I can’t argue with this, I am quite awesome. Apart from displaying an unattractive amount of hubris, this is also not true. You won’t get very far in software development if you consider yourself to be aloof to the rest of the developers out there as there are so many intelligent programmers - you can create an Ayende type coding machine role in an ivory tower (not to be confused with a coding machine for out-of-work personal projects of course) - but ultimately the hive mind is a lot more powerful in software development than a single one; and you also make far more mistakes with the solo-coder attitude.

The overlord of the technology department

This isn’t true at my company, aside from the fact I am one of two principal developers, we also have the older-style software Architect role and not a single dictator in charge. In some companies this role distinction wouldn’t make sense, for new companies or companies without a lot of legacy systems, or small companies.

A good software company won’t have a single person responsible in charge, you will have a good mixture of standards and rules coupled with a democracy and a to steal Jay Krep’s definition (principal developer at Linkedin), a mixture of capitalism and communism.

What does your job description say?

The job role description answer to “What do you do?” is “Set standards” and “Engineering best practices”. That’s one line of it though, probably the most important bits of the description are to reduce the cost of change in the department, by promoting engineering best practices which is almost always going to be from making sure we use the latest technologies and tools (because those new technologies come from exactly the same principles a Principal dev strives for - making things easier less time consuming and easier to maintain).

To me the term engineering is a key part to the Principal Developer role versus names like architect and lead developer. You could argue it’s just semantics and quibbling over what is effectively a job title, and that’s true, but in terms of software development architecture and engineering are just the same as the non-software versions.

An architect will design a building, but the engineer will be responsible for the calculations involved in making sure the building doesn’t collapse, it is well built, the right tools are used (but perhaps not the materials).

Please, not more building metaphors for software development…

The problem with these metaphors is we use words that are not-specific to software development. We’ve stolen labels from the building industry and engineering. Perhaps we need to increase our own vocabulary to describe the separation in our job roles, although we do already have quite a few of our own:

  • Junior, Mid, Senior developer
  • Evangelist
  • Coach/Trainer
  • Architect
  • Distinguished developer (a title at Microsoft)
  • Scrum master

and lots more here.

So after all that babble, what does a principal developer do?

The technical version

I am going to answer the point of this post by directing you to other companies where the role exists, and perhaps the most famous principal developer there is (or was), at least in the .NET world: Eric Lippert.
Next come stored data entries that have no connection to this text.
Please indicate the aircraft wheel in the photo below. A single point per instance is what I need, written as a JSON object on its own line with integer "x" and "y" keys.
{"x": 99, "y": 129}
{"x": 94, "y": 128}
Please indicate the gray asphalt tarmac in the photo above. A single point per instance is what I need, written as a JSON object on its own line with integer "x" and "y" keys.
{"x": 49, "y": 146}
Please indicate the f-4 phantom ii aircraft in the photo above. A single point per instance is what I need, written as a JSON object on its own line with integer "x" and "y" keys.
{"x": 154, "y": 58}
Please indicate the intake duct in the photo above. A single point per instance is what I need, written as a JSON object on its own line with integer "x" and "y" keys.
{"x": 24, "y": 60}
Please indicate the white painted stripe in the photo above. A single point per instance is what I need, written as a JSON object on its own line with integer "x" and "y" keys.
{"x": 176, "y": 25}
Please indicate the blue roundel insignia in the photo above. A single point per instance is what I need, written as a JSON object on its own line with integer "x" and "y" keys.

Eric was the principal developer on the C# compiler and language design team, so concentrating on the C# language rather than the .NET framework as a whole. Anders Hejlsberg took on the .NET framework, with his roles being described as as systems architect. Eric’s role may not know a great deal about what other teams are doing (but probably will often have a good idea, through meetings, bug reports and feature requests), while the other sees all the bits of the puzzle combined together.

In other words, a principal developer is a sort of specialist, an artisan rather than a journeyman. And ultimately I think the role is about how you write code, the tools you use, and working practices you employ to write the software. Keep update to date with the industry and look at the big players for inspiration: Amazon, Microsoft, Google, Github, open source projects; use and update to the cutting edge technologies as early as possible and don’t be afraid to trial the bleeding edge ones too.

And that’s where I leave trying to define a specific role for a company in generic terms. But one last thing…

The non-technical version

“Helps to set department standards and engineering best practices. ” Wait, that’s just one bullet point from about 10 in my job description!